Hillman defeats Posen to end nine-year district title drought
ATLANTA–All season long the Hillman volleyball team has focused on playing together and working as a team.
When the Tigers have done that, good things have usually happened.
Playing in its biggest match of the season, that proved true for Hillman again on Friday. The Tigers used teamwork and timely scoring to defeat Posen in four sets (25-20, 17-25, 25-20 and 26-24) to win a Class D district title at Atlanta High School.
The victory gives the Tigers their first district title since 2009 and moves the Tigers to a regional semifinal matchup with Leland at 6 p.m. on Tuesday in Bellaire.

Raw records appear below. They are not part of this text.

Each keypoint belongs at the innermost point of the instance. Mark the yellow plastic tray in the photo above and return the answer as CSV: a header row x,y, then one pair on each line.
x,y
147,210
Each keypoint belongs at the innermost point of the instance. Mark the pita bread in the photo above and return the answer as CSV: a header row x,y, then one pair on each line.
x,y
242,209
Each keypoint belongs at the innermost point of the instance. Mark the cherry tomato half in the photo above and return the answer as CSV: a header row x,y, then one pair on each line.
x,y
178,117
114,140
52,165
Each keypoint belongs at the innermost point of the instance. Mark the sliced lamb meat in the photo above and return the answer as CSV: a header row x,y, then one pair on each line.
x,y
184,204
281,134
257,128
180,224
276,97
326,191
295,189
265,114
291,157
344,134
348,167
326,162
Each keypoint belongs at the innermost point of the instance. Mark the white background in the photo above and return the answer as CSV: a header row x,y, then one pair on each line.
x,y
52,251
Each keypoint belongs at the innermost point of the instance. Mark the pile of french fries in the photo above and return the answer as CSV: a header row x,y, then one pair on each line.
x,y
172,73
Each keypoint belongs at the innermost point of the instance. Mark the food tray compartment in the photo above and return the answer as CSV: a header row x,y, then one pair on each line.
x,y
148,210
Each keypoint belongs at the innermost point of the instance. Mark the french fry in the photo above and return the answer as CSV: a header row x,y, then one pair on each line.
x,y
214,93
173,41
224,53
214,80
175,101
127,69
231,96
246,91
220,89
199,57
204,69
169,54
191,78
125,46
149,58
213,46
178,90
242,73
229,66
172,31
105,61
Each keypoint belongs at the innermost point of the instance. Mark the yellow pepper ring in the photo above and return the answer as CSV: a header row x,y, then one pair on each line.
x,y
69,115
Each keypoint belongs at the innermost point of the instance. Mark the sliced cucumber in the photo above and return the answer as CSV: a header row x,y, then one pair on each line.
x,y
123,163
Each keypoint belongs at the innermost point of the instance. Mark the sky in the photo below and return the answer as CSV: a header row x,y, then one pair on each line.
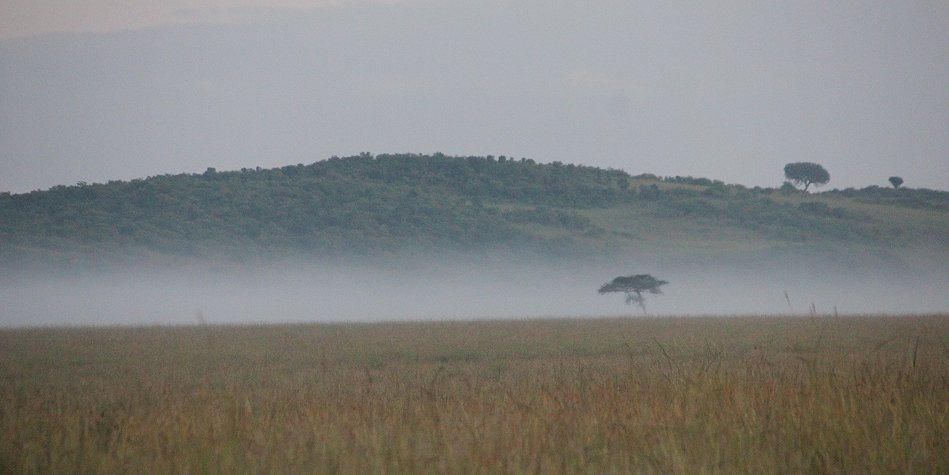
x,y
97,90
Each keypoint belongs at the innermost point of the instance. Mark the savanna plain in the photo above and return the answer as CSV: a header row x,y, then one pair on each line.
x,y
816,394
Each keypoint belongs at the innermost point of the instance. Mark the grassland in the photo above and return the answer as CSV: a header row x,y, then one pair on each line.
x,y
865,394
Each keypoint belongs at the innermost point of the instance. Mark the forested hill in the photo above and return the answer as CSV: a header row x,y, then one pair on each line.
x,y
415,203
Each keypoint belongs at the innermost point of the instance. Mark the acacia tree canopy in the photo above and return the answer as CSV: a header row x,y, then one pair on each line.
x,y
634,286
807,174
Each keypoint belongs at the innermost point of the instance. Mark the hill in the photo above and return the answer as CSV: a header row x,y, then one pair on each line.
x,y
404,204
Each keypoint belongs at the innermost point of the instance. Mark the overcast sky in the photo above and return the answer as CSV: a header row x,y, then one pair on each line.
x,y
93,90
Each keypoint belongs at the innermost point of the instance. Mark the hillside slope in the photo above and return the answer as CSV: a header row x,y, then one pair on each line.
x,y
397,204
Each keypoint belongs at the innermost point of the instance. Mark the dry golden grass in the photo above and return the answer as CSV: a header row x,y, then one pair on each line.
x,y
686,395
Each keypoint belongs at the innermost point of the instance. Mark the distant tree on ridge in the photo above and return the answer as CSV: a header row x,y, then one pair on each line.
x,y
806,173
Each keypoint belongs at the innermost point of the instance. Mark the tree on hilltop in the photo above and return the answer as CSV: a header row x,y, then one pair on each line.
x,y
806,173
634,286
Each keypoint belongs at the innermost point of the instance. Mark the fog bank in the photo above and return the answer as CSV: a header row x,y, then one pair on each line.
x,y
321,292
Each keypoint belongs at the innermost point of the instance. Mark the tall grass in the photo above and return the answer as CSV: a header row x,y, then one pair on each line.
x,y
821,394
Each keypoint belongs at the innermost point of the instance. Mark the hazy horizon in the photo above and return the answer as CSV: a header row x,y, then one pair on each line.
x,y
95,91
460,288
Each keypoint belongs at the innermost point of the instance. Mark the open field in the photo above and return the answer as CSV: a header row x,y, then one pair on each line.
x,y
864,394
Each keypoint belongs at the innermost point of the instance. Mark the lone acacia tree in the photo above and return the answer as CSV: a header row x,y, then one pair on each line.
x,y
806,173
634,286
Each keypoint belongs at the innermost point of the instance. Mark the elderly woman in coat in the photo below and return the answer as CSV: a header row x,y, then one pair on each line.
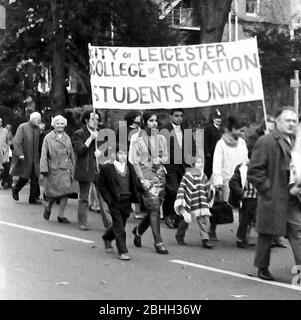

From the outset, the Tigers got everything they could handle from their North Star League rivals and the Vikings did all they could to force a fifth set. Posen held a 23-21 lead late in the final set, but watched Hillman score four of the final five points. Out of a 24-24 tie, Hillman scored twice, capping the victory with a kill from Makenna Grulke.
“It means a lot,” Hillman volleyball coach Kim Weiland said of the win. “They know now that they can do it. They put their mind to it and they (know they) can do it and they did it.”
Brooke Jones had 12 kills and 48 digs for the Tigers, who won the first and third sets before prevailing in the fourth set. In a game of numerous momentum swings, it was the Tigers who got the last one despite a valiant effort from Posen. In all the two sides tied 29 different times in four sets.
“It’s a good team to play against. They’re a good team and that means more, the sportsmanship,” Weiland said. “It was just really good back and forth and that’s the way it needs to be.”
With the score tied 18-18 late in the fourth set, Hillman scored three points to take a 21-18 lead. Posen fought back, scoring the next five points to take a 23-21 advantage after a pair of aces and a kill from Makayla Kamyzek and a kill and a block from Madison Menzel.
During a late timeout, Weiland told her team to keep calm and relax; victory was within reach, but Hillman was turning the ball over too easily and allowing Posen to keep things close.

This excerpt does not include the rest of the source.